Evaluation of the correlations between laboratory measured material properties with field cracking performance for asphalt pavement

Cracking is one of the primary distresses for asphalt pavements. There are many types of laboratory tests developed to evaluate the cracking performance of asphalt material, however, relatively little attention has been dedicated to evaluating and correlating the laboratory measured properties with the actual pavement performance. The main objective of this study is to investigate the relationships between the various laboratory measured binder/mixture properties with the actual pavement cracking (including both fatigue and thermal cracking) performance while also considering the important mix design and pavement structure parameters.

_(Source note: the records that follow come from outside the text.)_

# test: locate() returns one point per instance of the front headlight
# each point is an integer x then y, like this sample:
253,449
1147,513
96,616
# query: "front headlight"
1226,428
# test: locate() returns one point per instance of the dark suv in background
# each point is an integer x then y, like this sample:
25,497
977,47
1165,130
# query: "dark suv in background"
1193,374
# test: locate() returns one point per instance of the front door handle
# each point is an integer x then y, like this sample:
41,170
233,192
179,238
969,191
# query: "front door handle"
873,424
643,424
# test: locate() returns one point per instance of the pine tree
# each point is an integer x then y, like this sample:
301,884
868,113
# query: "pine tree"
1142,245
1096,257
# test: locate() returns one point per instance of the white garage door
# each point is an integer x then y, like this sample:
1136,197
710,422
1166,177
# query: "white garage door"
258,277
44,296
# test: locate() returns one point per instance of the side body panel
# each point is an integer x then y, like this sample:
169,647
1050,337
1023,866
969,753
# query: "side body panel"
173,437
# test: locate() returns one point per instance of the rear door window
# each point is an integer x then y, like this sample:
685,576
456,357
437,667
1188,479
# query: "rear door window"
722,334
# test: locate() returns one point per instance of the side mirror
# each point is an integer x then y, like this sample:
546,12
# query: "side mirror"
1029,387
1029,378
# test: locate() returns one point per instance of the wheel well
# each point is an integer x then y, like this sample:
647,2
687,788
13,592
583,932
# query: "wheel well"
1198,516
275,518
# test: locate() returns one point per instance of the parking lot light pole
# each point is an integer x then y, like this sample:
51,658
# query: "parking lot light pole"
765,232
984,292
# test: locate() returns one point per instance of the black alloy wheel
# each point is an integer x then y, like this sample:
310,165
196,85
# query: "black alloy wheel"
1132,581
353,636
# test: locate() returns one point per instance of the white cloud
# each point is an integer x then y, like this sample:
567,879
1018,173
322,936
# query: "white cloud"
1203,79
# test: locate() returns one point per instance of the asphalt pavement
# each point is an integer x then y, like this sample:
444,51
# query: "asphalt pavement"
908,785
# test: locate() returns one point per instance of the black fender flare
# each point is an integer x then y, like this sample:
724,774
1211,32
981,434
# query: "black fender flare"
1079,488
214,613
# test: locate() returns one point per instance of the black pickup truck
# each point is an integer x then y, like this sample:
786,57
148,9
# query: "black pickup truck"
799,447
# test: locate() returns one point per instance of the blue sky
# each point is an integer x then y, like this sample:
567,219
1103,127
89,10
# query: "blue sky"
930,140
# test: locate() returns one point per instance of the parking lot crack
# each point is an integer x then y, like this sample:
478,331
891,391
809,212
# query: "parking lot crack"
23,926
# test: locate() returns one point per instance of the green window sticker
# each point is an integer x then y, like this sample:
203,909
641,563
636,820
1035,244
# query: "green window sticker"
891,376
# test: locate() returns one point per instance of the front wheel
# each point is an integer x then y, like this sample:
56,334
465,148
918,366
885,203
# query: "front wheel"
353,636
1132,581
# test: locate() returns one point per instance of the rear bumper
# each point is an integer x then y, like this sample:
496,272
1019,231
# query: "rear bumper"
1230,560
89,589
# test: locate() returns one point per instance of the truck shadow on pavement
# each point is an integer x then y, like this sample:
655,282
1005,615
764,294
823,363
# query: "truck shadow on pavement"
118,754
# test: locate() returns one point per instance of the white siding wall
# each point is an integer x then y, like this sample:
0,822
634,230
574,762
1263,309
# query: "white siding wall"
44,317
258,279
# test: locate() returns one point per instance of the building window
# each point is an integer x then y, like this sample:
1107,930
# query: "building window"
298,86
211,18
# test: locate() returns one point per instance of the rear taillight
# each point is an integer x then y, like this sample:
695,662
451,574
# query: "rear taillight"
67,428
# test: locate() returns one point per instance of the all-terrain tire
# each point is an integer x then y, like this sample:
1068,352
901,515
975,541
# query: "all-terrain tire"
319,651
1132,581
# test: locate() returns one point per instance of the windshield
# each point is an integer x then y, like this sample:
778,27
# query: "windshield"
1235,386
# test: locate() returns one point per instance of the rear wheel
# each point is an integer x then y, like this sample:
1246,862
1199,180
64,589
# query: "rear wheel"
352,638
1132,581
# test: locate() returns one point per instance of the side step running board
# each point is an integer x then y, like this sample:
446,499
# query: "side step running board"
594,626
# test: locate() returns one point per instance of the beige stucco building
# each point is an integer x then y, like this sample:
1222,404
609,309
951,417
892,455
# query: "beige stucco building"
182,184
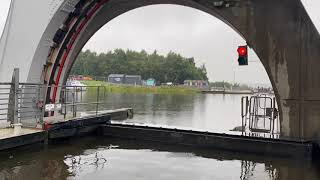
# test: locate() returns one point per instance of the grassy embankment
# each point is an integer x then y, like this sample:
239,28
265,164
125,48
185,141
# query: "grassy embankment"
141,89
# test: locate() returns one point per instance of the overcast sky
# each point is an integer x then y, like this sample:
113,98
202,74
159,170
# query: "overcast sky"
184,30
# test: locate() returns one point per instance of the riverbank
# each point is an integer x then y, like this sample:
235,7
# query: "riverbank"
114,88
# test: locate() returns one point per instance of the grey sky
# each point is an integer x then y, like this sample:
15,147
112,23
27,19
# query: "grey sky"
183,30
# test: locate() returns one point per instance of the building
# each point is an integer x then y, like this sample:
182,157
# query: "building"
196,83
151,82
124,79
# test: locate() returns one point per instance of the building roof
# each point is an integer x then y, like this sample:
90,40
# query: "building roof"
116,75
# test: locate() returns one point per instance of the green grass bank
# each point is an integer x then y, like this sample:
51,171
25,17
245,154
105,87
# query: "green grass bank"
140,89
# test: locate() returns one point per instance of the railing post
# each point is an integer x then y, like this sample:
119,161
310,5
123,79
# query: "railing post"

Field pavement performance data were collected from 23 project sites with one control HMA section and at least one WMA section at each site. Laboratory testing was performed on the field cores taken from these sections as well as the corresponding extracted and recovered binders. Advanced statistical analysis method including the Pearson correlation and Spearman rank correlation coefficient were then employed to evaluate the correlations between the disparate laboratory measurements and actual pavement performance data. Results show that T*D (thickness of HMA/WMA layer*vertical failure deformation) parameter shows the good correlation with the length of field fatigue cracking, while the Pb%*ε_b-low (mixture binder content*binder failure strain) parameter shows the good correlation with the length of field thermal cracking. These correlations do not change with varying the pavement type (HMA or WMA). Based on the database generated in this study, a preliminary threshold value of 50 for T*D parameter and 10 for Pb%*ε_b-low parameter are proposed to minimize and control the cracking problem of asphalt mixtures in general.